The diagnosis of Fabry disease is frequently made by physicians who recognize the pain in the extremities, absent or decreased sweating (anhidrosis or hypohidrosis), typical skin lesions (angiokeratoma), gastrointestinal abnormalities, corneal involvement, renal insufficiency, and heart symptoms present in childhood, adolescence or adulthood. The standard test to diagnose Fabry disease is a measurement of leukocyte alpha-Gal A enzyme activity. This test can detect the presence of the mutation for Fabry disease in males.

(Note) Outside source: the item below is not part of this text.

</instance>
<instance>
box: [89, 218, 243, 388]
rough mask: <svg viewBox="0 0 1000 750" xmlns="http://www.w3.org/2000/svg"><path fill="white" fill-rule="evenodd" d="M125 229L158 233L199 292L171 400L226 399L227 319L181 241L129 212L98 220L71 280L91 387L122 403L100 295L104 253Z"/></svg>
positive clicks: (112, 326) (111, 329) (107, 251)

HOW IS FABRY DISEASE TREATED?
Enzyme replacement therapy is one of the treatment methods for Fabry Disease. This is however a very costly treatment method
DID YOU KNOW?
Fabry disease is estimated to affect 1 in 40,000 males. Fabry disease is a progressive disorder and symptoms that affect the kidneys, heart, or brain most often occur when patients are age 30 to 45 years.